Entre insécurité, difficultés de traversée et tensions autour de l’exploitation minière, une tribune citoyenne hausse le ton et appelle les autorités à prendre leurs responsabilités face aux préoccupations de la population du Bas-Uele.
Le ton monte dans la province du Bas-Uele. Dans une tribune présentée comme une démarche de contrôle citoyen, Maître Stelac Ebuda interpelle les responsables politiques sur plusieurs préoccupations qui, selon lui, affectent profondément les populations locales : insécurité, actes criminels, incendies signalés dans certains sites miniers, tensions autour des carrières et difficultés de déplacement.
Sous le titre « Bas-Uele : assez de complicité ! Quand les politiques couvrent les criminels et pillent le peuple », l’auteur estime que la population ne peut plus rester silencieuse face à une situation qu’il juge préoccupante.
Dans son réquisitoire citoyen, Maître Stelac Ebuda dénonce ce qu’il considère comme une forme de silence politique face aux difficultés vécues par les populations.
Il interpelle notamment les autorités provinciales sur leur responsabilité en matière de sécurité et les parlementaires sur leur mission de contrôle de l’action gouvernementale.

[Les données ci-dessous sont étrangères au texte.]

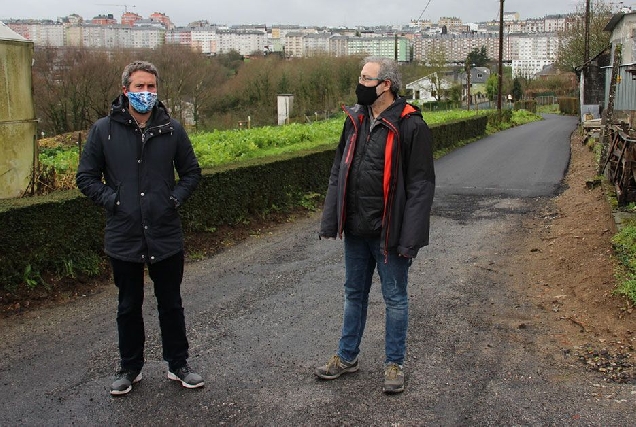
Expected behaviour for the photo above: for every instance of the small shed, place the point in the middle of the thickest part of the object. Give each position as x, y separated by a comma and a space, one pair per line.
429, 88
18, 125
623, 32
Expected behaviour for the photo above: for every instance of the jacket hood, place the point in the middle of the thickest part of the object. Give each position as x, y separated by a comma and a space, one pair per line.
393, 113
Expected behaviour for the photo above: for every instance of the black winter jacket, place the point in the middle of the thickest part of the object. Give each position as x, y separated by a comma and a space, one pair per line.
389, 170
130, 173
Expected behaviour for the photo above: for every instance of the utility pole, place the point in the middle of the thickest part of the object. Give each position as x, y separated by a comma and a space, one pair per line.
468, 95
586, 53
500, 82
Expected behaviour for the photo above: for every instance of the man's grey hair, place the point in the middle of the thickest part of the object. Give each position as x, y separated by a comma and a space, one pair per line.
137, 66
388, 71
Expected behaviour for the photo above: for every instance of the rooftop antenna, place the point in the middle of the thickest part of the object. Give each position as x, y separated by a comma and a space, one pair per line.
425, 7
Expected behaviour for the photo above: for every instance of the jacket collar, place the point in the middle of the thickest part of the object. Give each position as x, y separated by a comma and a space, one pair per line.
392, 113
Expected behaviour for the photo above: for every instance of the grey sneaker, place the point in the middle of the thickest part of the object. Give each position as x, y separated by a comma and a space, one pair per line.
393, 379
124, 381
188, 378
335, 367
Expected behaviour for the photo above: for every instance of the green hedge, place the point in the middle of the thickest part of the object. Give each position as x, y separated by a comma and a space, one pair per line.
61, 234
569, 105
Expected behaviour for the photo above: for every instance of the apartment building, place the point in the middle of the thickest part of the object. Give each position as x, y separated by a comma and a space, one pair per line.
114, 36
527, 43
456, 47
41, 33
380, 46
245, 42
535, 52
316, 44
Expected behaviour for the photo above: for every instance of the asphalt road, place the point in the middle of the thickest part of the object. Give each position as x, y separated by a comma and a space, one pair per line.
263, 313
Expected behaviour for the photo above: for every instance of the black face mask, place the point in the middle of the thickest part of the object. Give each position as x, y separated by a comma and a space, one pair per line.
366, 94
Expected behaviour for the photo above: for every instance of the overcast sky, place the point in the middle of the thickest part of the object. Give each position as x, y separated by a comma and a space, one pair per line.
302, 12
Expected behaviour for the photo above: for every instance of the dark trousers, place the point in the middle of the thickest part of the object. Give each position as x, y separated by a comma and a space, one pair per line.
166, 276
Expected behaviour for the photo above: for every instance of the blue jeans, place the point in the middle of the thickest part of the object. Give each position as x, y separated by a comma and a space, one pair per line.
362, 256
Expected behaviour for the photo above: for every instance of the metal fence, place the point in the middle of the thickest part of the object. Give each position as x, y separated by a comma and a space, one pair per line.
620, 167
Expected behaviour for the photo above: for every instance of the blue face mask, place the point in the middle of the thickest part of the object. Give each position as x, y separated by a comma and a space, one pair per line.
142, 102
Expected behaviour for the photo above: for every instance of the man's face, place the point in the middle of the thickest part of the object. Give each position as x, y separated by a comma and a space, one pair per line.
142, 81
369, 74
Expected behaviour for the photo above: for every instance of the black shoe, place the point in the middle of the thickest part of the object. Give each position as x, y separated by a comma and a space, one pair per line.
393, 379
335, 367
124, 381
188, 378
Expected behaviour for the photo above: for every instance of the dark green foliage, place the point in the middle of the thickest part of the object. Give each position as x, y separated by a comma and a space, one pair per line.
569, 105
61, 235
448, 134
50, 235
526, 104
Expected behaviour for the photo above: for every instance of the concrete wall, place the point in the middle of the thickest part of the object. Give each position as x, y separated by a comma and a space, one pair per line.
18, 127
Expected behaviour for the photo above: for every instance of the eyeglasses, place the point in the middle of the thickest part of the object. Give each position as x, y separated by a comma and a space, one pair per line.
363, 79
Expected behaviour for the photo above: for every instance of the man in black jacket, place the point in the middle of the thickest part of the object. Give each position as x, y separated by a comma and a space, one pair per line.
380, 195
127, 167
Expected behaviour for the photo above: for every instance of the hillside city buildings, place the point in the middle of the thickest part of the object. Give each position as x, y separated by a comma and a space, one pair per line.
529, 45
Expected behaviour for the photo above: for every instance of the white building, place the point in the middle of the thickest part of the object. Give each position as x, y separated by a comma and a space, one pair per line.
535, 52
428, 88
245, 42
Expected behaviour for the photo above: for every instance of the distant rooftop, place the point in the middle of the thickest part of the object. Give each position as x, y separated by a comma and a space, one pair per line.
7, 33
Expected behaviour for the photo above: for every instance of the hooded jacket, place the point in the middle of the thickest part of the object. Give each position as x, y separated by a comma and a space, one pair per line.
382, 180
130, 172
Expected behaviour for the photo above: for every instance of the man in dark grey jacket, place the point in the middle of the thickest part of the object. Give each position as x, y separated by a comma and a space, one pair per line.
380, 195
127, 167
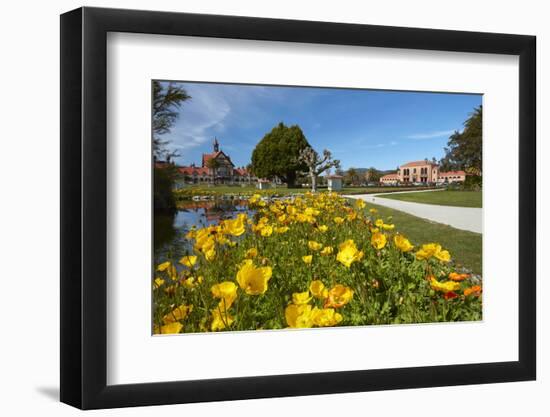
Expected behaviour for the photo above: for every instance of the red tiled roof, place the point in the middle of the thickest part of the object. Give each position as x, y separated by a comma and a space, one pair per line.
207, 156
193, 170
241, 171
417, 163
453, 173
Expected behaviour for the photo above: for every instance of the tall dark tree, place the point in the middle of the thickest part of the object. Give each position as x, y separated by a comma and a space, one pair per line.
277, 154
167, 99
352, 176
464, 149
316, 164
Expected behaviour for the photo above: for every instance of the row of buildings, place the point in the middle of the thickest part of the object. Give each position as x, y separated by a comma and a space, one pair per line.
216, 167
425, 172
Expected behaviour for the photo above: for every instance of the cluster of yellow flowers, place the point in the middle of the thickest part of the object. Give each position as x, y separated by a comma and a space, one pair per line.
340, 250
301, 314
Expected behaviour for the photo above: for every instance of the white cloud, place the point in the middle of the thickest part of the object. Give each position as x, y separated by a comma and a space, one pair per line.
431, 135
206, 110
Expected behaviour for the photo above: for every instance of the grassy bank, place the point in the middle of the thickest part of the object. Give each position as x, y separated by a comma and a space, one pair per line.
443, 198
228, 190
465, 247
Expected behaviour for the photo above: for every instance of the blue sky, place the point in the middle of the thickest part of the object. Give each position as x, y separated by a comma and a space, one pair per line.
362, 128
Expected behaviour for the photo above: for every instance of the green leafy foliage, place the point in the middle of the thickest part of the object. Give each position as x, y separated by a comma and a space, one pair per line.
276, 155
464, 150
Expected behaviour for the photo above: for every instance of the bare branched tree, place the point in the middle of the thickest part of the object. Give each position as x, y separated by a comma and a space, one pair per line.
316, 164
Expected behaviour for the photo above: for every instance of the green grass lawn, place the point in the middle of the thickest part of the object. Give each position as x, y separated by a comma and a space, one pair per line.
465, 247
443, 198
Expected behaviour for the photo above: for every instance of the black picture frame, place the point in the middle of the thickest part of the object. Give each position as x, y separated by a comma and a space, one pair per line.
84, 207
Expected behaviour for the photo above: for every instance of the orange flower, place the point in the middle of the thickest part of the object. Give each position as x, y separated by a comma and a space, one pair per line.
475, 290
450, 295
458, 277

Pour l’auteur, les élus doivent davantage se consacrer à la défense de l’intérêt général et à la recherche de solutions concrètes aux problèmes de la population.
La tribune fait état d’actes de violence, de rançonnements et d’incendies qui seraient signalés dans certaines zones de la province.
L’auteur demande aux autorités compétentes d’identifier les auteurs présumés de ces actes, de procéder aux arrestations nécessaires dans le strict respect de la loi et de les présenter devant la justice.
Il estime que le maintien de l’ordre et la protection des personnes et de leurs biens constituent une responsabilité fondamentale de l’État.
Les faits et accusations rapportés dans cette tribune devront toutefois être documentés et confrontés aux versions des autorités et des personnes éventuellement mises en cause.
Au-delà de l’insécurité, la tribune dénonce également les tensions qui entoureraient certaines activités minières artisanales.
Maître Stelac Ebuda accuse certains acteurs politiques de chercher à exercer une influence sur les carrières et sur les revenus des exploitants miniers artisanaux.
Il dénonce notamment ce qu’il présente comme des tentatives d’éviction, d’intimidation ou de perturbation des activités des exploitants locaux.
Des accusations particulièrement graves qui, là encore, nécessitent des éléments vérifiables et les réactions des personnes concernées.
L’auteur appelle les élus à respecter leur mandat institutionnel et à éviter toute confusion entre leurs responsabilités publiques et d’éventuels intérêts économiques privés.
La tribune attire également l’attention sur la situation au PK 49 de Bondo, où les populations seraient confrontées à d’importantes difficultés pour traverser.
Selon le témoignage contenu dans la tribune, une seule pirogue servirait à assurer la traversée d’un grand nombre de personnes, entraînant de longues files d’attente et exposant les usagers à différents risques.
Pour l’auteur, cette situation nécessite une réponse urgente des autorités afin de garantir la sécurité et la mobilité des populations.
Face à cette situation, Maître Stelac Ebuda adresse un appel particulier à Carole Agito, dont il sollicite l’intervention en faveur des populations du Bas-Uele.
Il lui demande de contribuer à faire entendre les préoccupations des citoyens et à encourager des solutions concrètes aux difficultés rencontrées dans la province.
L’appel porte notamment sur la sécurité, la gouvernance, la protection des exploitants artisanaux et l’amélioration des conditions de vie des populations.
« Le Bas-Uele n’est pas une vache à lait »
Pour l’auteur, les richesses naturelles du Bas-Uele doivent avant tout contribuer au développement de la province et au bien-être de ses habitants.
Il appelle les responsables publics à rompre avec toute pratique qui pourrait favoriser les intérêts particuliers au détriment de l’intérêt général.
La tribune se veut ainsi un avertissement adressé à la classe politique provinciale : la population entend désormais exercer pleinement son droit de regard sur la gestion de la chose publique.
« Le Bas-Uele n’est pas une zone de non-droit », soutient l’auteur, qui réclame davantage de transparence, de sécurité et de responsabilité de la part des dirigeants.